2) Search Engine Optimization
Search engine optimization is not a process that can be standardized across a large system, though some Freemium services talk as though it can be. They will often have a built-in SEO system, but these tools are quite basic, sometimes even spurious (WebStarts, for example, with their One Hop “technology”). Weebly, Yola, and Wix all have “suggestions” for boosting SEO, which come down to conspicuous keyword placement, directory submission, and getting a Google Webmaster account. These are labor intensive answers with the potential for harm (if pursued improperly). Moreover, without paying for premium features, your free website is basically invisible.
3) Professionalism
Unless you want your website to appear as a subdomain of the service (.wordpress, .weebly, etc), there’s usually only a small fee for having a dedicated domain name. Beyond that, however, there are still many signs that your site was built for free. Despite the large number of themes that such services will offer, there is still an underlying template that is easily recognizable. Within its scope, customization is very limited and the structural similarities are easy to spot. Creating a dynamic template also requires a great deal of scripts and files, which means that whatever site you build is carrying an enormous amount of dead weight. Depending on what service, you may also find your site being built in Flash, which by this point in the Web game, is a disastrous language for any site that isn’t relying on a multimedia aspect. Flash files cannot be indexed by search engines, require a Flash plugin to play, and appear dated to most users.
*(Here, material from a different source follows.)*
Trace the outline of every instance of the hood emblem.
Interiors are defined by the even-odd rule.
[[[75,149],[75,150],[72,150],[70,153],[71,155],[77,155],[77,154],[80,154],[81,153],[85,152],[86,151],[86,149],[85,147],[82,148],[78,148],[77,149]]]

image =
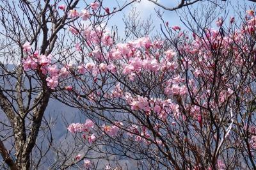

In the end, there’s no such thing as a “free” website. There is a level of convenience and reliability (freemium services provide hosting, DNS, and design all in one company), but you are coming up against some strong disadvantages right out the gate. All freemium services rely on the built-in liabilities and limits of their product in order to upsell, and if you’re going to spend money on Web development (which you should if you’re serious about your website), then there’s no point in limiting your most important options.